I was ready to buy the Nikon D3100 body+lens pack for $579_(no tax-free shipping)_, but recently found this deal:

Nikon D3100 Digital SLR Camera w/
18-55mm f/3.5-5.6G VR Lens &
55-200mm f/4.0-5.6G non-VR Lens
FREE Nikon Digital SLR Camera Bag and DVD Set ! $69.95 Value
*Total; $664 (no tax-free shipping)*

Is this a good deal?
I don`t know much about lenses, what about this 55-200mm lens?
Do you advice this pack?

Thank you.


----------



## ghache (Jan 14, 2011)

how much is the body alone?


----------



## Formatted (Jan 14, 2011)

So for an extra $100 you get an extra lens + some other crap.

Get it and if you don't like the lens you can sell it for more than $100...

55-200 is a fantastic lens and is often out of stock!


----------



## orb9220 (Jan 14, 2011)

"55-200mm f/4.0-5.6G non-VR Lens"

Is the non-VR version and a deal breaker for me.For a tad bit more the VR version is a Giant step up in usability.
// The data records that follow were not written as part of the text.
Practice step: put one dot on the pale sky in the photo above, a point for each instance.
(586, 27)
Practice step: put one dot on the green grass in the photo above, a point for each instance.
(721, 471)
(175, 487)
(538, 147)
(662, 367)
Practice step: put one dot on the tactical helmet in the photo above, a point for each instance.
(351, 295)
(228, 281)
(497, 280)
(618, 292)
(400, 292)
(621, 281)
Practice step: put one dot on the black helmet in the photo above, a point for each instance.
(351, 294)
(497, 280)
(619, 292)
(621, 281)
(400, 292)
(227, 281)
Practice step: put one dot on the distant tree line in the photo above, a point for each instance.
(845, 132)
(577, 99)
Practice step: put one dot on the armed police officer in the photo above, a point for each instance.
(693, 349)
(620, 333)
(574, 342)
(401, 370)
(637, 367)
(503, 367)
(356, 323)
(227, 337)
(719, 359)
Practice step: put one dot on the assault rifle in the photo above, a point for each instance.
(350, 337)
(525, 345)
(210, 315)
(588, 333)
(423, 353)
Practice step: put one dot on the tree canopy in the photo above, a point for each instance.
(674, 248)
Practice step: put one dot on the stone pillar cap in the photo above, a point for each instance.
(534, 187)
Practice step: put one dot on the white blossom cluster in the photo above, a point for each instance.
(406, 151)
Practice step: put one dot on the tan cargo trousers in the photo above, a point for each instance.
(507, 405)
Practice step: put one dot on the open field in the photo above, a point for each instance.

And the only one I would even consider in a package deal.
.


----------



## karatava (Jan 14, 2011)

ghache said:


> how much is the body alone?



About $530.



orb9220 said:


> "55-200mm f/4.0-5.6G non-VR Lens"
> 
> Is the non-VR version and a deal breaker for me.For a tad bit more the  VR version is a Giant step up in usability. And the only one I would  even consider in a package deal.
> .



Is this an answer of go and get the body+lens combo for $579?

Can I use this 55-200mm f/4.0-5.6G non-VR Lens as a beginner? And if possible, would you give me a link of this lens to examine.


----------



## agepag (Jan 15, 2011)

Where did you find this deal?


----------



## flatflip (Jan 15, 2011)

agepag said:


> Where did you find this deal?



I think TigerDirect had the 579 deal.


----------



## karatava (Jan 15, 2011)

flatflip said:


> agepag said:
> 
> 
> > Where did you find this deal?
> ...



Yeah, it is $649. With the coupon code it is $579.And also, by the fatwallet connection there is %3 cashback.


----------



## flatflip (Jan 16, 2011)

karatava said:


> flatflip said:
> 
> 
> > agepag said:
> ...



To me it was simple. D3100 for $580 or D7000 for $1500. I love the size and performance of the D3100, especially for the price. I chose the D7000 for the added features to grow in to. It was a huge step financially but I made some adjustments. I sold My D5000, zoom lens, backpack, golf clubs, frisbees, ipod & skateboards. (I still have my D40, zoom lens, backpack, golf clubs, frisbees, ipod & skateboard.  )


----------